The pathogenicity of KSIV infection in 2- and 9-day-old suckling C57BL/6 mice. The 2- and 9-day-old suckling C57BL/6 mice (2- and 9-dM) were inoculated with KSIV intracranially (1 × 10⁴ PFU) and intraperitoneally (2 × 10⁴ PFU) and monitored for clinical symptoms and mortality over 15 days. (A) Survival analysis of mice infected with KSIV. (B) Bodyweight changes of mice infected with KSIV. Mice were inoculated with KSIV and different tissues were collected at 6- and 8-days post inoculation (n = 3/group) to enable comparisons of virus loads between the 2-day-old (C) and the 9-day-old (D) infected mice groups. For each time point, the measured values are the average of three mice. Error bars represent standard deviations. Data shown are pooled from three independent experiments. n.s. indicates no significant difference, *p < 0.05, ^**p < 0.01. (E) H&E staining of brains from 2- to 9-day-old KSIV-infected and uninfected suckling mice. At 6- and 8-days post inoculation, mice were euthanized, and brains were H&E stained. Representative images of the brain from (a) thalamus, (b) prosencephalon, and (c) hippocampus. Scale bars represent 100 μm. The enlarged images of interest show details demonstrating inflammation and neuronal necrosis. (F) Double immunofluorescence staining was performed on mouse brain sections from 2- to 9-day-old mice 8 days after KSIV infection, and on uninfected mice. The mature neurons were marked with red fluorescence (Alexa Fluor 555), KSIV antigens were stained with green fluorescence (Alexa Fluor 488), and the nuclei were stained with Hoechst 33258.

FIGURE 4

Map of Xingjiang Region showing locations where KSIV infection was detected. Molecular, epidemiological, and serological investigations were conducted on ticks and field-collected animal sera from Xinjiang, revealing that the animals had serological exposure to tick-borne encephalitis virus (TBEV) as well as to KSIV. The map of Xinjiang, China, shows tick sampling locations and molecular epidemiology of KSIV, and anti-KSIV and anti-TBEV antibody detection in animal sera.

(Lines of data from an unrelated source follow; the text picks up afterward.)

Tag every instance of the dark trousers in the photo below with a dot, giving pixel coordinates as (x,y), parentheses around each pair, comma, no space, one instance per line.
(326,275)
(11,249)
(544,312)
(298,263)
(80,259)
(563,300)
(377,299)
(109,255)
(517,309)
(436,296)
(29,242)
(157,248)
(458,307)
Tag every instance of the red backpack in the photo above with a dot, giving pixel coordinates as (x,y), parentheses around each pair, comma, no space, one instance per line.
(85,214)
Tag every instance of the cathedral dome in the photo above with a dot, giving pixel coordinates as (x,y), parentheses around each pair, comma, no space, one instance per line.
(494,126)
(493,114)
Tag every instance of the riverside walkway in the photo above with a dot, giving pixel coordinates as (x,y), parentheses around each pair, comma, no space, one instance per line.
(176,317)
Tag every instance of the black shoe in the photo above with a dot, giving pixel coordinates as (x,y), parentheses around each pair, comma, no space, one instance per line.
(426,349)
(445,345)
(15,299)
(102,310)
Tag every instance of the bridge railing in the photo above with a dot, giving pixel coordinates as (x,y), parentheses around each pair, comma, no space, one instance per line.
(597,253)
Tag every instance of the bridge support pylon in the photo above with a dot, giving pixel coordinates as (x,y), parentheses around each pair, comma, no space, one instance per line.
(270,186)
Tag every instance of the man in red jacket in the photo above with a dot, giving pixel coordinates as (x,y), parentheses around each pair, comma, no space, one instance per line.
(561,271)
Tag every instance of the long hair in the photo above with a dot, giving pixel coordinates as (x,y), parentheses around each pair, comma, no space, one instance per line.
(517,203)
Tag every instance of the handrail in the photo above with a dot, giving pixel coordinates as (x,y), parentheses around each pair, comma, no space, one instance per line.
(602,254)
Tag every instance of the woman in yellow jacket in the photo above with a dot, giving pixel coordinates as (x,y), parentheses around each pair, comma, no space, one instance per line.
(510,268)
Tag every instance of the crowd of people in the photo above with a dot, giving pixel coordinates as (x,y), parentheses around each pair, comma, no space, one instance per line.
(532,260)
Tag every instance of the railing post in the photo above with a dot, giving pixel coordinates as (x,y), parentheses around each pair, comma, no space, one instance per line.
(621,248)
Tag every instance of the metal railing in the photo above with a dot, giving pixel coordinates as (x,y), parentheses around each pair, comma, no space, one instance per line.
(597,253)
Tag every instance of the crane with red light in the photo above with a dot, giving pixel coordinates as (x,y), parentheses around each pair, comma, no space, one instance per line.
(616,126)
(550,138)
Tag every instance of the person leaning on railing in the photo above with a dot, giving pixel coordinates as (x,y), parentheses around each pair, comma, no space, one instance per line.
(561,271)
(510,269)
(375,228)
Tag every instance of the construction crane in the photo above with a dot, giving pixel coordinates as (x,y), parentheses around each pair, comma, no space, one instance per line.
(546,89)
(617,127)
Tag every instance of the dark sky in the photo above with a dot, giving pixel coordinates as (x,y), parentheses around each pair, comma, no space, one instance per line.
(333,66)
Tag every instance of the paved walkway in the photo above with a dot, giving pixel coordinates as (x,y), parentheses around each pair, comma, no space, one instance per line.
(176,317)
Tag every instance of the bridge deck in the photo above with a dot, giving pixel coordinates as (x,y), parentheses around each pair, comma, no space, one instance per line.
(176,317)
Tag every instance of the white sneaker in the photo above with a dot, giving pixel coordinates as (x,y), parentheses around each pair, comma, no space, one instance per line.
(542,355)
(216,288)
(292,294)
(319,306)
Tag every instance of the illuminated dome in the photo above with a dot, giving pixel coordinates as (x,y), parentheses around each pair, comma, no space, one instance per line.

The silhouette of a tick with a red background represents a sampling location where KSIV nucleic acid was detected, and the silhouette of a transparent tick represents a sampling location where KSIV was not detected. The silhouettes of sheep and rats on a yellow background represent the sampling locations (black dots) where KSIV-antibodies were detected, while the locations where the animal serum samples also had neutralizing antibodies to TBEV are indicated by red dots. Gray stippling indicates arid desert areas. S-Usu, South of Usu City; N-Usu, North of Usu City; S-Jinghe, South area of Jinghe County; N-Jinghe, North of Jinghe County.

FIGURE 5

Karshi virus has serological cross-reactivity with TBEV. The determination of KSIV and TBEV serological cross-reaction and neutralization was based on the immunofluorescence test. Percentages of KSIV-infected/TBEV-infected cells were obtained and normalized with the Operetta High-Content Imaging System (PerkinElmer). KSIV and TBEV serological cross-reaction test. The efficiencies of the lab-prepared polyclonal antibodiesα-KSIV-E (A) and α-TBEV-E (B) reacting to the KSIV- and TBEV-infected cells were evaluated using GraphPad Prism software (Version 8) least square fitting method to determine the detection efficiency curve. The KSIV-infected mouse serum dilution was determined as an antibody titer that inhibited 50% (C) and 90% (D) of KSIV and TBEV infection. The TBEV-infected mouse serum dilution was determined as an antibody titer that inhibited 50% (E) and 90% (F) of KSIV and TBEV infection. The data were shown as means ± SD. ^**p < 0.01, ^***p < 0.001.